Known methods and apparatus for computerized speech recognition are
described in the following publications, the disclosures of which
are incorporated herein by reference:
Flanagan, J. L. "Computers that talk and listen: Man machine
communication by voice", Proc IEEE, Vol. 64, 1976, pp. 405-415;
Itakura, F. "Minimum prediction residual principle applied to
speech recognition", IEEE Trans. Acoustics, Speech and Signal
Processing, February, 1975-describes a temporal alignment algorithm
and a method for computing a distance metric;
Le Roux, J. and Gueguen, C. "A fixed point computation of partial
correlation coefficients", IEEE ASSP, June, 1977;
Peacocke, R. D. and Graf, D. H, "An introduction to speech and
speaker recognition", IEEE Computer, Vol. 23(8), August, 1990, pp.
26-33;
L. R. Rabiner et al, "Speaker-independent recognition of isolated
words using clustering techniques" IEEE Trans Acoustics, Speech and
Signal Processing, Vol. ASSP-27, No. 4, August, 1979, pp.
336-349;
L. R. Rabiner, Levison, S.E. and Sondhi, M. M., "On the application
of vector quantization and hidden Markov models to
speaker-independent, isolated word recognition", Bell Systems Tech
J, Vol. 62(4), April, 1983, pp. 1075-1105;
L. R. Rabiner, and Sambur, M.R., "An algorithm for determining the
endpoints of isolated utterances", Bell Systems Tech J, February,
1975;
L. R. Rabiner, and Wilpon, J. G., "A simplified, robust training
procedure for speaker trained isolated word recognition systems" J
Acoustical Society of America, November, 1980.
The disclosures of all the above publications are incorporated
herein by reference.
SUMMARY OF THE INVENTION
The present invention seeks to provide an improved computerized
system for speech and pronunciation teaching in which recorded
reference speech specimens are presented to a student and in which
a quantification of the similarity between the student's
repetitions and the originally presented reference speech specimens
is displayed to the user.
The present invention also seeks to provide a speech and
pronunciation teaching system which is particularly suited for
independent speech study and does not require presence of a trained
human speech and pronunciation expert. Preferably, the system of
the present invention includes verbal prompts which guide a user
through a teaching system without requiring recourse to a human
teacher. Preferably, student performance is monitored and the
verbal prompt sequence branches to take student performance into
account. For example, predetermined types of student errors, such
as repeatedly mispronouncing a particular phoneme, may be extracted
from student speech responses and the verbal prompt sequence may
branch to take into account the presence or absence of each type of
student error.
The present invention also seeks to provide a speech and
pronunciation teaching system which is particularly suited to
teaching preferred pronunciation of a foreign language to a speaker
of a native language. Preferably, the system of the present
invention includes an initial menu presented in a plurality of
languages and a multi-language message prompting the user to select
the menu option representing his native language. In response to
the user's selection of a native language, the system is preferably
operative to present subsequent verbal messages to the user in his
own native language, and/or to branch the sequence of verbal
messages so as to take into account speech characteristics, such as
pronunciation errors, which are known to occur frequently in
speakers of the user's native language. For example, when speaking
English, native speakers of Japanese typically confuse the L and R
sounds, and also the short I and long E sounds, as in the words
"ship" and "sheep". Native speakers of Arabic and German do not
have either of these problems. There is thus provided, in
accordance with a preferred embodiment of the present invention,
apparatus for interactive speech training including an audio
specimen generator for playing a pre-recorded reference audio
specimen to a user for attempted repetition thereby, and an audio
specimen scorer for scoring a user's repetition audio specimen.

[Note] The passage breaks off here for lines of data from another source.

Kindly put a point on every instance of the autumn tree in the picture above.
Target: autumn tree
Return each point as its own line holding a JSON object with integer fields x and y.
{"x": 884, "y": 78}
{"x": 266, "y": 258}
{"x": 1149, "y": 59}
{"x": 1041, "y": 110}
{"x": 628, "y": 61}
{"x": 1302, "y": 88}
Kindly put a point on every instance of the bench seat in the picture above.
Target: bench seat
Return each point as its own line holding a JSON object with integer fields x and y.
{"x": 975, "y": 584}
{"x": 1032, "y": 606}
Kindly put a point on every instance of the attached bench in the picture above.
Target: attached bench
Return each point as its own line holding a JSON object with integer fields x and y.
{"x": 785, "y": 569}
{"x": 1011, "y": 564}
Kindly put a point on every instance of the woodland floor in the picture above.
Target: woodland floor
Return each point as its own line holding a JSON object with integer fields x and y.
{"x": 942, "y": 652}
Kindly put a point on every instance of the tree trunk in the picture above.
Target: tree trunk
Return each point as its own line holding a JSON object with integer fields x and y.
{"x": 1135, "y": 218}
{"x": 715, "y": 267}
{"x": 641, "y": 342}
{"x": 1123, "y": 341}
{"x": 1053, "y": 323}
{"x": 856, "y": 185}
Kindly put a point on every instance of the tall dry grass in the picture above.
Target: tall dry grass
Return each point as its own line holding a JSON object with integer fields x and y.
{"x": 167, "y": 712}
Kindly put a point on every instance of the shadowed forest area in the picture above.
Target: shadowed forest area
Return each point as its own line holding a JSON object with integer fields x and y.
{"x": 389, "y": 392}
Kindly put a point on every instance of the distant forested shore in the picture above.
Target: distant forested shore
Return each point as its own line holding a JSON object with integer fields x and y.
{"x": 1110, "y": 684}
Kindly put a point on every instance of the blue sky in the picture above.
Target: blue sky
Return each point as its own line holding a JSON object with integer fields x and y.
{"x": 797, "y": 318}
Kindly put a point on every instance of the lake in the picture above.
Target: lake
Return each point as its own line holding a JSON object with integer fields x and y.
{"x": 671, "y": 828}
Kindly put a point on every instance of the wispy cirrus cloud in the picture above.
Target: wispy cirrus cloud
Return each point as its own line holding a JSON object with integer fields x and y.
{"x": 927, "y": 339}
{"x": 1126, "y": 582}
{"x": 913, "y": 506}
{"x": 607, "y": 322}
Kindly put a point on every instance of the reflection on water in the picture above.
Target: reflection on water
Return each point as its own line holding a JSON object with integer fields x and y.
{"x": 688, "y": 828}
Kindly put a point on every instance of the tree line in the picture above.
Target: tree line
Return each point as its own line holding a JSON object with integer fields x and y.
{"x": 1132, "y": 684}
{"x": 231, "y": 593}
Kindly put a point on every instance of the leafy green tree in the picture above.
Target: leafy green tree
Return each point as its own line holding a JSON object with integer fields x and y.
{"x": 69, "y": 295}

Further in accordance with a preferred embodiment of the present
invention the audio specimen scorer includes a
reference-to-response comparing unit for comparing at least one
feature of a user's repetition audio specimen to at least one
feature of the reference audio specimen, and a similarity indicator
for providing an output indication of the degree of similarity
between at least one feature of the repetition audio specimen and
at least one feature of the reference audio specimen.
Still further in accordance with a preferred embodiment of the
present invention, the apparatus also includes a user response
memory to which the reference-to-response comparing unit has
access, for storing a user's repetition of a reference audio
specimen.
Additionally in accordance with a preferred embodiment of the
present invention, the reference-to-response comparing unit
includes a volume/duration normalizer for normalizing the volume
and duration of the reference and repetition audio specimens.
Still further in accordance with a preferred embodiment of the
present invention, the reference-to-response comparing unit
includes a parameterization unit for extracting audio signal
parameters from the reference and repetition audio specimens.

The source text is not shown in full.